Le botaniste doit acquérir une parfaite connaissance des espèces végétales et de leur classification, par des études longues, mais également par son expérience personnelle. Patience et ténacité sont donc nécessaires pour appréhender des recherches qui peuvent être laborieuses. Un esprit analytique et scientifique est son principal trait de caractère : il faut analyser, observer, vérifier et savoir interpréter les données récoltées. Il faut savoir faire preuve de minutie pour manipuler des spécimens et des instruments fragiles et complexes. Il faut continuellement entretenir et enrichir ses connaissances, en parcourant les revues et les ouvrages spécialisés, en se rendant à des colloques scientifiques… Il est également incontournable, pour exister en tant que chercheur, de publier ses études dans des revues et d’échanger sur ses recherches.

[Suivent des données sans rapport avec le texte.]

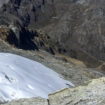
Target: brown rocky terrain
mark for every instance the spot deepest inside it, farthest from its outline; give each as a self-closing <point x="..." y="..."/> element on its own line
<point x="91" y="93"/>
<point x="65" y="35"/>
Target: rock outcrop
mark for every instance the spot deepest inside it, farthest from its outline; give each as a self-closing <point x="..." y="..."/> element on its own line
<point x="91" y="93"/>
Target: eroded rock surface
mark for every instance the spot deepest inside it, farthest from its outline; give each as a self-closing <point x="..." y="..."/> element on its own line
<point x="91" y="93"/>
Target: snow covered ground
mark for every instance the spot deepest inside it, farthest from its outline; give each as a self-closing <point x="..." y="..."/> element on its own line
<point x="24" y="78"/>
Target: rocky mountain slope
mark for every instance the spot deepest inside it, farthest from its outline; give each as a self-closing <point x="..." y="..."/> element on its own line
<point x="75" y="26"/>
<point x="91" y="93"/>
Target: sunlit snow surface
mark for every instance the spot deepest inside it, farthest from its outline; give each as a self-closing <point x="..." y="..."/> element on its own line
<point x="24" y="78"/>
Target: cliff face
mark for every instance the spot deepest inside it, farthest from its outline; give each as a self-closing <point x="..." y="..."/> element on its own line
<point x="76" y="27"/>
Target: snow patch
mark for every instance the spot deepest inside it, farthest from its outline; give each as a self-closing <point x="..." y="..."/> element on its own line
<point x="24" y="78"/>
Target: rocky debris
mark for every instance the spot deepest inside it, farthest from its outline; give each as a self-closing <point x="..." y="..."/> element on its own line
<point x="91" y="93"/>
<point x="81" y="38"/>
<point x="33" y="101"/>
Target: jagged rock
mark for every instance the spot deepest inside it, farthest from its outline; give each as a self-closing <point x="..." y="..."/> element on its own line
<point x="91" y="93"/>
<point x="32" y="101"/>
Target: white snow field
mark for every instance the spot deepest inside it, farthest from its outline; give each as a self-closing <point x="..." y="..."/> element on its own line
<point x="24" y="78"/>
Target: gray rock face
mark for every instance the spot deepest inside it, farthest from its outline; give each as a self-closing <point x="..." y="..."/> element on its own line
<point x="33" y="101"/>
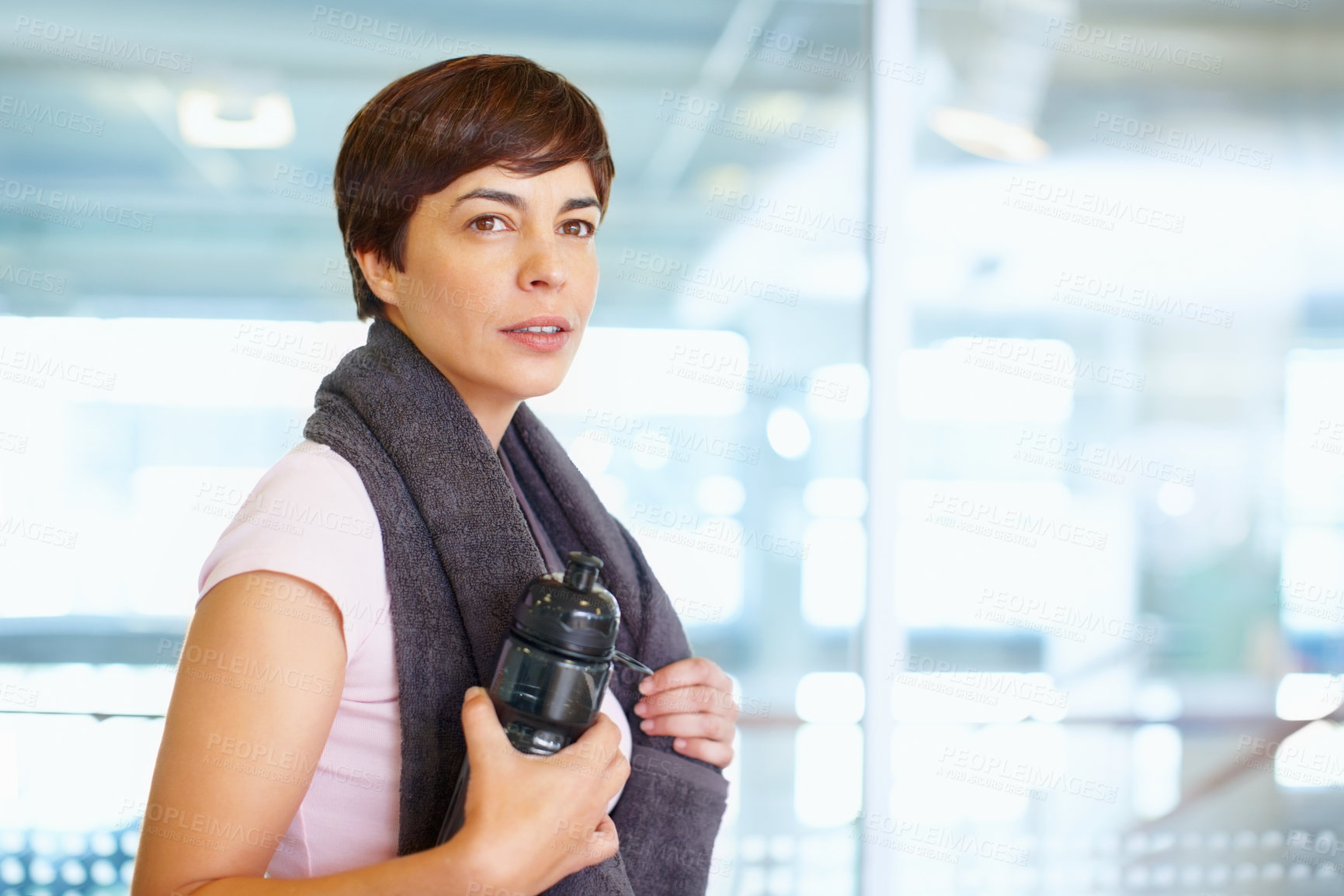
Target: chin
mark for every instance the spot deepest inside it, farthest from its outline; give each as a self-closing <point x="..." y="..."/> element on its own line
<point x="535" y="386"/>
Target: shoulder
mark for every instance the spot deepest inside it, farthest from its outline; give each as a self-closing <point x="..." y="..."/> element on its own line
<point x="308" y="516"/>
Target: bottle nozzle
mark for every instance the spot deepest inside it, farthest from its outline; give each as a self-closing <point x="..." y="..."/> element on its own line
<point x="582" y="571"/>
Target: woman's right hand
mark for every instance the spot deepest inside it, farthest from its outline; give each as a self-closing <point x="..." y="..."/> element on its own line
<point x="539" y="817"/>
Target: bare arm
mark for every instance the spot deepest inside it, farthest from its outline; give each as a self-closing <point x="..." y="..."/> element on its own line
<point x="273" y="680"/>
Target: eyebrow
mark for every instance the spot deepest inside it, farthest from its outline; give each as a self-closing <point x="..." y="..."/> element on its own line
<point x="514" y="200"/>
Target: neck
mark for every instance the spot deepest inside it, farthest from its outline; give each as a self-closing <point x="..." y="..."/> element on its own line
<point x="492" y="412"/>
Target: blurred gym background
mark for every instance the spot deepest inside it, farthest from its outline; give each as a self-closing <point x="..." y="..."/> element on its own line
<point x="972" y="373"/>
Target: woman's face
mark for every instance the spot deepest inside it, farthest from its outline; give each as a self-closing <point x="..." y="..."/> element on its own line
<point x="491" y="254"/>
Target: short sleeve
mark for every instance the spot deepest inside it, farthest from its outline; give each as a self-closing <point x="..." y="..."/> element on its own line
<point x="309" y="516"/>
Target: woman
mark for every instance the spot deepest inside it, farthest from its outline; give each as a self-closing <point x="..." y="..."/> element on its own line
<point x="327" y="691"/>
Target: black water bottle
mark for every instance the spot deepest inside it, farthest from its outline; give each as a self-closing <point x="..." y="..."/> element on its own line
<point x="553" y="668"/>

Des qualités rédactionnelles sont donc nécessaires. La pratique de l’anglais est un pré-requis afin de pouvoir échanger et diffuser son travail à l’international, car le savoir humain n’a pas de frontières, et l’anglais reste la langue de la communauté scientifique mondiale.

Etudes et formation

La route est longue avant de pouvoir prétendre devenir un expert en botanique ! La science des végétaux étant indissociable de certaines autres disciplines, il faut entreprendre de longues études afin d’acquérir les connaissances nécessaires en matière de biologie végétale, de chimie, de physique ou de génétique. Mais au préalable, il est conseillé de se former déjà par soi-même, en se plongeant dans la bibliographie de référence, en adhérant à des associations naturalistes, et en échangeant avec des passionnés. Il n’existe pas de formation de botaniste à proprement parlé, il faut suivre un cursus en biologie végétale pour en acquérir les compétences. Pour commencer, un bac scientifique est le minimum pour pouvoir ensuite accéder à une License dans le domaine de la biologie. Un Master (Bac+5) spécialisé en biologie végétale, suivi d’un doctorat (bac +8) vous ouvriront les portes de la recherche. Une formation en école d’ingénieur agronome peut être une alternative, mais il faut poursuivre par un master si vous vous orientez vers la recherche.

Evolutions possibles

Le botaniste a la possibilité de se spécialiser dans un domaine de recherche particulier, comme les algues ou les champignons. Il peut également évoluer vers de l’encadrement d’équipe de chercheurs.